仲村「同期が先に昇格したタイミングで初めて焦りを感じました。それまではダンスを覚えることに必死で、誰が先に昇格するかなんて考える余裕がありませんでした」
先を走る同期から遅れて昇格することはできたが、スタート地点は同じだった仲間たちの背中がやけに遠くに感じられた。その後も目立った活躍はできなかった。限られたメンバーしか呼ばれない、シングルの選抜になったことは6年弱のキャリアで一度もない。
幼少期、全国的なAKB48ブームが起きた。仲村も大阪の地でこのブームの波にのまれていた。板野友美のファンになった。
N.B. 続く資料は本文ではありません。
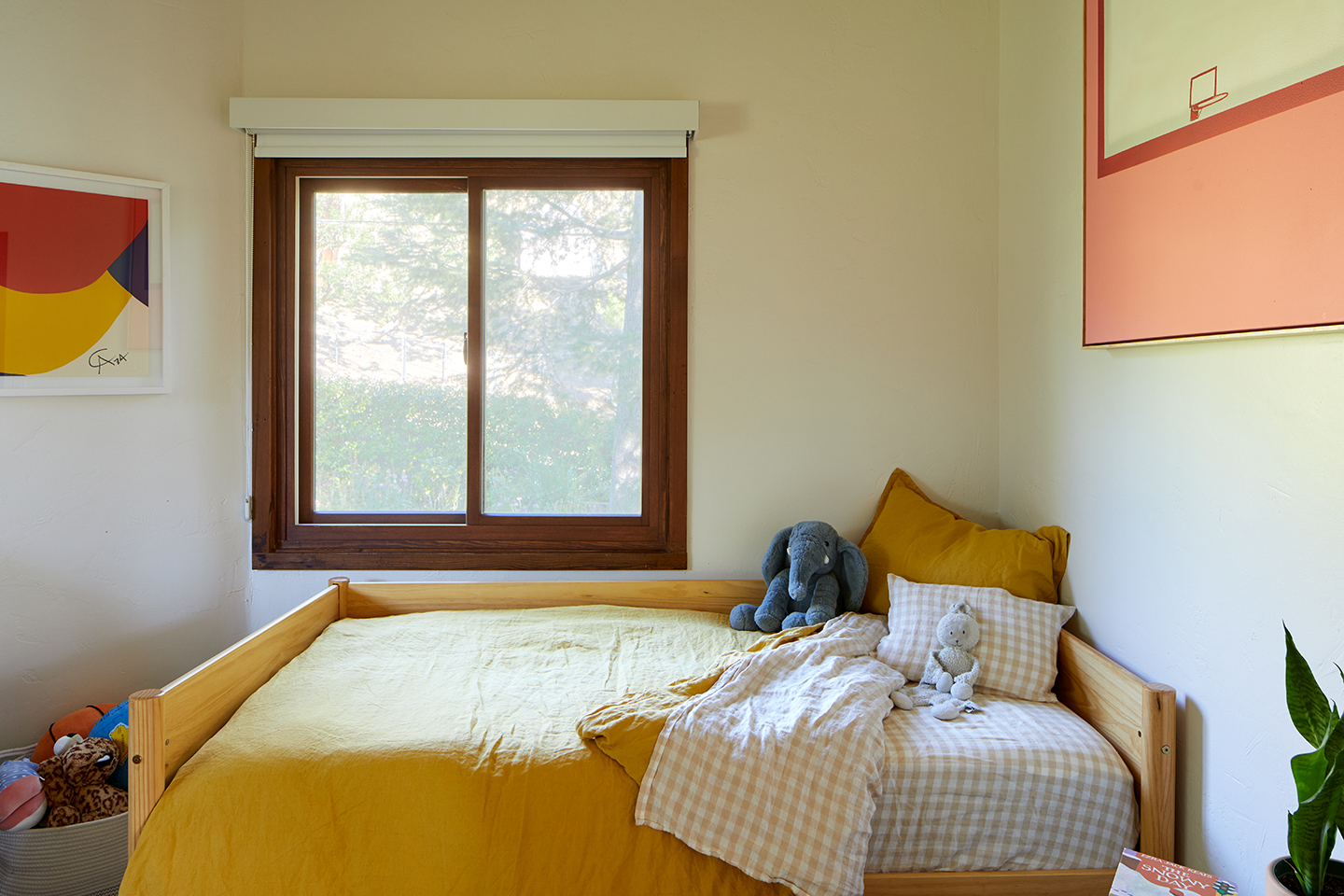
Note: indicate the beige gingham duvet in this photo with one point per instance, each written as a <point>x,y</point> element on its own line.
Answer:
<point>794,770</point>
<point>1020,786</point>
<point>776,768</point>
私もいつかアイドルになりたい。そう思うようになっていた。
仲村「その夢は家族にも話していました。かわいい衣装を着て、歌って踊る人になりたいと思っていました。それか、バラエティ番組が好きだったから、テレビに出る人になってみたかった。テーマパークに行ったら並ばずに乗れるのかななんて思って(笑)」
小学校では人見知りだった。勉強も運動も平均。身長は低い。学校で目立てる場面はなかった。
仲村「大阪だと面白い人がクラスの中心になるじゃないですか。そういう人たちにも私は興味がなくて。何も考えずに生きていました。家に帰ったらテレビを見るかゲームをするか。そんな毎日でした」
ある日、地元・大阪に秋元康プロデュースのアイドルグループができると聞いた。チャンスだと感じたが、NMB48に申し込むには年齢が足りなかった。
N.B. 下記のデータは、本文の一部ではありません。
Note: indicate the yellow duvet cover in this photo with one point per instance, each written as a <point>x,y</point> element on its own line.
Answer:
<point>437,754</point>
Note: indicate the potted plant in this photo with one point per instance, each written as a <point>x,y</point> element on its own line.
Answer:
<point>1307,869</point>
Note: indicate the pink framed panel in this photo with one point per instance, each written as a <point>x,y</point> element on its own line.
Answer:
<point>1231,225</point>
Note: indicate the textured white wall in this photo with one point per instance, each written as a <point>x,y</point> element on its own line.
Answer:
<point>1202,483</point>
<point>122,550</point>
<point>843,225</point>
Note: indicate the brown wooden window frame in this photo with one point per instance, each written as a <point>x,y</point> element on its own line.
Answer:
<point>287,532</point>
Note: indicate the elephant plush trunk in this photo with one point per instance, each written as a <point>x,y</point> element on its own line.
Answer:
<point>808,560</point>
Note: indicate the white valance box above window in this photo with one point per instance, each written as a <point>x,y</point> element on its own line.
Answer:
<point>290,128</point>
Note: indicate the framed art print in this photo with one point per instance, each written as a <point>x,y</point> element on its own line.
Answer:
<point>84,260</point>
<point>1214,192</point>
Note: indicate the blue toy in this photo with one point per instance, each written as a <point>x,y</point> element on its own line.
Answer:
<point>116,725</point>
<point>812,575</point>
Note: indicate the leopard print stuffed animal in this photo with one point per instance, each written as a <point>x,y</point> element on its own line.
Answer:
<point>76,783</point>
中学に上がると、現実を知る。アイドルになる自分を想像できなくなった。いつしか諦めるようになったが、心のどこかにある根っこが絶えていたわけではなかった。
仲村「高校2年の時、NMB48の5期生に応募してみたんです。そうしたら、三次審査まで通って、最後の17人に残ることができました。しばらくレッスン場に通って、最終セレクションを受けることになりました。でも、最後の審査に落ちてしまって、アイドルになることはできませんでした」
挫折だった。それでも、アイドルまで手を伸ばせば届くところまで近づけた。夢だったアイドルが現実に感じられた。次のオーディションを探すと、名古屋のグループがヒットした。
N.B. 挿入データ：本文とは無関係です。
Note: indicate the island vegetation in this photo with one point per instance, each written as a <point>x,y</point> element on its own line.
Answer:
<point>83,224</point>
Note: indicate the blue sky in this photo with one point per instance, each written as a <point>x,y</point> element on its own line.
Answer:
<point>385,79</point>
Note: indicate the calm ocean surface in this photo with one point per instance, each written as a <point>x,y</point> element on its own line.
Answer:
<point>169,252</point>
仲村「最終セレクションに落ちた数か月後、今度はSKE48を受けたら、なんとか合格できました。同期に聞くと、私が一番大泣きしていたみたいです。大阪の同級生には1人だけ伝えました。『私、アイドルになるから名古屋に行くんだ』って」
17歳を前にして名古屋での一人暮らしが始まったが、がらんとした部屋で趣味のゲームをしていれば寂しさは感じなかった。それは何年も変わらない。しかし、グループ内の出世レースに後れを取っている現実に変わりはなかった。